Important points about polynomial functions include:

• They have a finite number of terms.
• Each term consists of a coefficient and a variable raised to an exponent.
• The exponents in polynomial functions are non-negative integers.

The substitution method is a technique used to evaluate functions by replacing the variable with a specific value or expression. In the given exercise, you are asked to find \(f(a)\), \(f(a-3)\), and \(f(a+h)\) by substituting different expressions for the variable \(x\).
Applying the substitution method is straightforward. Follow these steps:

• Identify the expression or value to substitute for the variable.
• Replace the occurrence of the variable in the function with the given expression or value.
• Simplify the resulting expression if needed.

For example, to find \(f(a-3)\), substitute \(a-3\) for \(x\) in \(f(x) = x^2 - 7x\), and then simplify the expression. This method is a powerful tool in algebra to explore how a function behaves with different inputs.
Using the substitution method often requires careful algebraic manipulation, such as expanding and simplifying expressions to express the function in a clearer form.

Algebraic expressions are combinations of numbers, variables, and arithmetic operations. They form the backbone of algebra and are essential for understanding mathematical functions, such as polynomial functions.
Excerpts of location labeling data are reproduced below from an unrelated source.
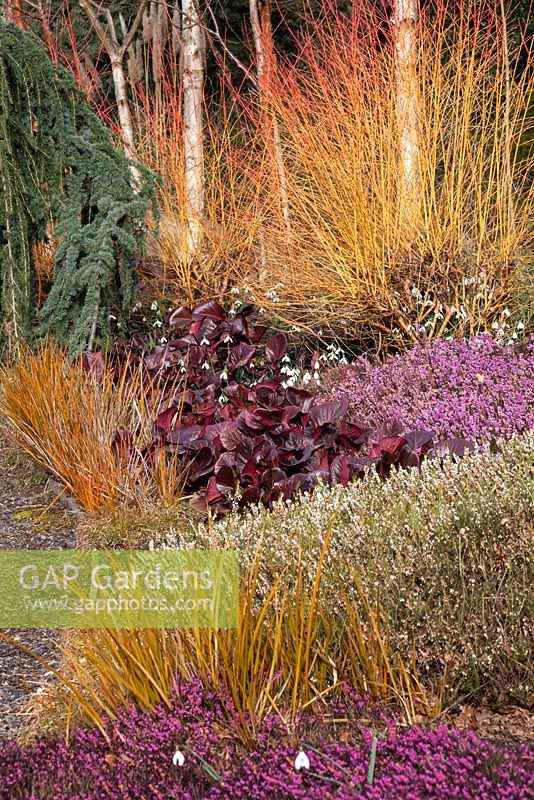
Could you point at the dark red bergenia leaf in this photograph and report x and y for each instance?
(339, 470)
(230, 436)
(326, 413)
(203, 330)
(240, 356)
(225, 480)
(211, 309)
(300, 397)
(184, 435)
In our exercise, expressions like \(a^2 - 7a\), \(a^2 - 13a + 30\), and \(a^2 - 7a + 2ah + h^2 - 7h\) are all examples of algebraic expressions.
Understanding algebraic expressions involves recognizing:

• Variables, which are symbols that represent unknown values.
• Coefficients, which are numbers multiplied by the variables.
• Constants, which are fixed values without variables.
• The use of arithmetic operations like addition, subtraction, multiplication, and division.

One crucial aspect of working with algebraic expressions is the simplification process. Simplifying involves combining like terms, which are terms with the same variables raised to the same power. For example, when simplifying \(f(a-3)\), you'll combine terms with the variable \(a\) to achieve the simplest form \(a^2 - 13a + 30\).
Algebraic expressions are versatile and appear in various mathematical contexts, providing a framework for problem-solving and logical reasoning.